THURSDAY, Sept. 28, 2017 (HealthDay News) — Only about one-third of patients with medullary thyroid carcinoma (MTC) undergo initial central neck dissection, which is associated with a reduced rate of reoperation, according to a study published online Sept. 27 in JAMA Surgery.
Eric J. Kuo, M.D., from the University of California, Los Angeles, and colleagues examined risk factors associated with reoperation in MTC and disease-specific mortality in a retrospective analysis of hospital data for a sample of 609 patients with MTC.
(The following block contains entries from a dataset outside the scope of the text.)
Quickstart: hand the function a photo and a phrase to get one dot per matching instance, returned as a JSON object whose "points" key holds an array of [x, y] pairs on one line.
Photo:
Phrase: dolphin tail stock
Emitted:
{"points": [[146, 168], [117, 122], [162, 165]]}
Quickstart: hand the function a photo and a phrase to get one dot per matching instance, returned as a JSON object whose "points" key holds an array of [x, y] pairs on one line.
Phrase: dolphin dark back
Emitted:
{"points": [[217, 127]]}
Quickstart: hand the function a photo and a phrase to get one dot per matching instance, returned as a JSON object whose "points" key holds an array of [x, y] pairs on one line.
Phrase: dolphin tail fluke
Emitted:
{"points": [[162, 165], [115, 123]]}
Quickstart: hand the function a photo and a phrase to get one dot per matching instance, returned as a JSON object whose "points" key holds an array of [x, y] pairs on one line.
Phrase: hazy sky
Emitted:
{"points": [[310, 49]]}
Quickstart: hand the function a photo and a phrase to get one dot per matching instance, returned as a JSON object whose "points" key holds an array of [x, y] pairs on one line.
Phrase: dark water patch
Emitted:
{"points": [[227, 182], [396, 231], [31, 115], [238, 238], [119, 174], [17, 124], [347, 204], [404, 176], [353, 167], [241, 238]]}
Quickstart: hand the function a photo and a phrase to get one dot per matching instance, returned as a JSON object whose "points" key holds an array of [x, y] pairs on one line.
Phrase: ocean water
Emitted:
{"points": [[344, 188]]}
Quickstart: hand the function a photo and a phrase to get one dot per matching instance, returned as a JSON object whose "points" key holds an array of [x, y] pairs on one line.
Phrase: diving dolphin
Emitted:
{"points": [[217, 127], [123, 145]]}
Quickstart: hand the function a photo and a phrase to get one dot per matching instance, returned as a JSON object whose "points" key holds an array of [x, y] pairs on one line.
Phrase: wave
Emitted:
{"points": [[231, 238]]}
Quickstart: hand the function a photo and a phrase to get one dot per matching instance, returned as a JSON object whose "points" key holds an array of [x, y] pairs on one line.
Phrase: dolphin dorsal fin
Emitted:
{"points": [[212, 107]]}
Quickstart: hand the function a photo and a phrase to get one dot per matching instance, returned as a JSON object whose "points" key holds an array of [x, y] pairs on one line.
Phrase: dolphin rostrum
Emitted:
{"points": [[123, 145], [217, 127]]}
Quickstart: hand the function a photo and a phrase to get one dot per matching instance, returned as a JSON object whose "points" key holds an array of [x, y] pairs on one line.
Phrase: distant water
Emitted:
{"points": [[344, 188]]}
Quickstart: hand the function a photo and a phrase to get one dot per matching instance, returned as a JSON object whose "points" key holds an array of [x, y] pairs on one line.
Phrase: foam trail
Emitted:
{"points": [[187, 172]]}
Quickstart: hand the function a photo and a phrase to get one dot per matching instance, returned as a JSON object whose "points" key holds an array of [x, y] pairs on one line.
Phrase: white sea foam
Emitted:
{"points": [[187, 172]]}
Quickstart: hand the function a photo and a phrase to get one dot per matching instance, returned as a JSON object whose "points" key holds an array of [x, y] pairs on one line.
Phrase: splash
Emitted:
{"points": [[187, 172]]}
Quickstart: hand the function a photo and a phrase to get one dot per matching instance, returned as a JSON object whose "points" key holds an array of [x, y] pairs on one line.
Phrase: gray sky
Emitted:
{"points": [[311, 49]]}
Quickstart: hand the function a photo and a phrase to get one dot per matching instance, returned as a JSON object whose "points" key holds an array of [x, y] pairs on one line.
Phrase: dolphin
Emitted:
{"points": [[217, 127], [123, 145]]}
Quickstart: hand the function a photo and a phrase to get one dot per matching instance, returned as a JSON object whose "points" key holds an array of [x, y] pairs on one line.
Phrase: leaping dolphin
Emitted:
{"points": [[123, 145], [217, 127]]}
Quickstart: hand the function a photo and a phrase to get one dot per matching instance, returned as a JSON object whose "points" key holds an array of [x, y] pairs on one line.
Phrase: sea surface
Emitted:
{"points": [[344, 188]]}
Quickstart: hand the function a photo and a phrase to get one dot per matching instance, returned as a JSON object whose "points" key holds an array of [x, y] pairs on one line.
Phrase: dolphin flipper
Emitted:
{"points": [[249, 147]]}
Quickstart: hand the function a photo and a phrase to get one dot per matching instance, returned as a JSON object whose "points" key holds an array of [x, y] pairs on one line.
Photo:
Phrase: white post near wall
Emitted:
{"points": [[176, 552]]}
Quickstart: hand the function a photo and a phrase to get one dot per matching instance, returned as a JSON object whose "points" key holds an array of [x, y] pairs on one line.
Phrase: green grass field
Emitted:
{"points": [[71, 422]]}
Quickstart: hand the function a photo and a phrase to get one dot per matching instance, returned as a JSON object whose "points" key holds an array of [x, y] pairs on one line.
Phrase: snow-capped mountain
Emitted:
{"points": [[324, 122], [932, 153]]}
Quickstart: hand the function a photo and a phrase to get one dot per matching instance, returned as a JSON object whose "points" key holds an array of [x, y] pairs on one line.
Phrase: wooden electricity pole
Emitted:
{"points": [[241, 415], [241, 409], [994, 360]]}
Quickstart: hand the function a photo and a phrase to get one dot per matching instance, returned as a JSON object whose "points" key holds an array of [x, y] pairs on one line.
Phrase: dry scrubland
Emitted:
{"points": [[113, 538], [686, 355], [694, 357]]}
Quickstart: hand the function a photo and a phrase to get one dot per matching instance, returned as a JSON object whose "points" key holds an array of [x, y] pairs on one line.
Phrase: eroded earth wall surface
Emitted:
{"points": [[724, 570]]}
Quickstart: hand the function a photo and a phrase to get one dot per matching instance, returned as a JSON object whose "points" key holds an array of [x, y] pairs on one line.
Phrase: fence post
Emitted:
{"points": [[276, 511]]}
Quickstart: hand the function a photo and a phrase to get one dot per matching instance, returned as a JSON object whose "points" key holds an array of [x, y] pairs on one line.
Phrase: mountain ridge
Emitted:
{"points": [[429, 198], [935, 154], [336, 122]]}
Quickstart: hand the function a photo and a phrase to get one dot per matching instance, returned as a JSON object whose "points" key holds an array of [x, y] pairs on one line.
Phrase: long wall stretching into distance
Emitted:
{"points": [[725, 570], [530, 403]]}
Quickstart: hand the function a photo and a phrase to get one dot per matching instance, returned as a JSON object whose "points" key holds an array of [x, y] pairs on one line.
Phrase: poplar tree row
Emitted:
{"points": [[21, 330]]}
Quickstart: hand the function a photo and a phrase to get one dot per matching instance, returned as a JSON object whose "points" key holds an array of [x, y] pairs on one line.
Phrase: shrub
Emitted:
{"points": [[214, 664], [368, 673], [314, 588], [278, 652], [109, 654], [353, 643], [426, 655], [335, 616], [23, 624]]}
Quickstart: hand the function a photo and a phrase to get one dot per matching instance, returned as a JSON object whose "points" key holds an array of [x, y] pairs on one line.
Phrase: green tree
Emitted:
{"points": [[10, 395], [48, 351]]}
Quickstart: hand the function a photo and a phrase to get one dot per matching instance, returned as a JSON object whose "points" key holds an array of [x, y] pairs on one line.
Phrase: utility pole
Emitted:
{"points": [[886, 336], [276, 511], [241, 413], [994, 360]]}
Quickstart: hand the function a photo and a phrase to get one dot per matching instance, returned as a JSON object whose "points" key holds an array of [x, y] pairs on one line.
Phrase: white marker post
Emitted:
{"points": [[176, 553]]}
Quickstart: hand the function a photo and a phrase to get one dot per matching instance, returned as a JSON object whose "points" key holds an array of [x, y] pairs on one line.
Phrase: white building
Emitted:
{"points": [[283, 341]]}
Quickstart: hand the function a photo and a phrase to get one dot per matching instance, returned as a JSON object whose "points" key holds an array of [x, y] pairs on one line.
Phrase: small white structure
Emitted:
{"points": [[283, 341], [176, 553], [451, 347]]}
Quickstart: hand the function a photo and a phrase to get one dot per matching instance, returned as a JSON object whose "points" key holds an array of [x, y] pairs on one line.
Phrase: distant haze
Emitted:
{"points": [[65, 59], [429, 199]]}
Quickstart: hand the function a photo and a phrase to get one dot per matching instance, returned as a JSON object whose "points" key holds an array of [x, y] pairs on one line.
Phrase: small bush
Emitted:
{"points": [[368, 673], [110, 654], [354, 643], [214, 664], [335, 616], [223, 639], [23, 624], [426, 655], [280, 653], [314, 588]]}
The researchers found that only 35.5 percent of patients underwent central neck dissection at the time of the initial thyroidectomy despite the procedure being recommended by published guidelines. The rate of reoperation was 16.3 percent, and 6.4 months was the median time to reoperation. The risk of reoperation was increased with the presence of lymph node metastasis (hazard ratio, 3.43); risk was reduced with central and lateral neck dissection performed at the initial operation (hazard ratio, 0.53). At a median follow-up of 7.7 years, 45.5 percent of patients who underwent reoperation were disease-free. For the entire cohort, the five-year disease-specific mortality was 13.5 percent; independent risk factors included older age, tumor size greater than 2 cm, and regional and metastatic disease. There was no correlation between reoperation and increased mortality.
“Lymph node dissection may decrease recurrence leading to reoperation for patients with MTC,” the authors write. “Reoperation is a viable strategy to achieve long-term disease-free survival in appropriately selected patients. Central neck dissection remains underused.”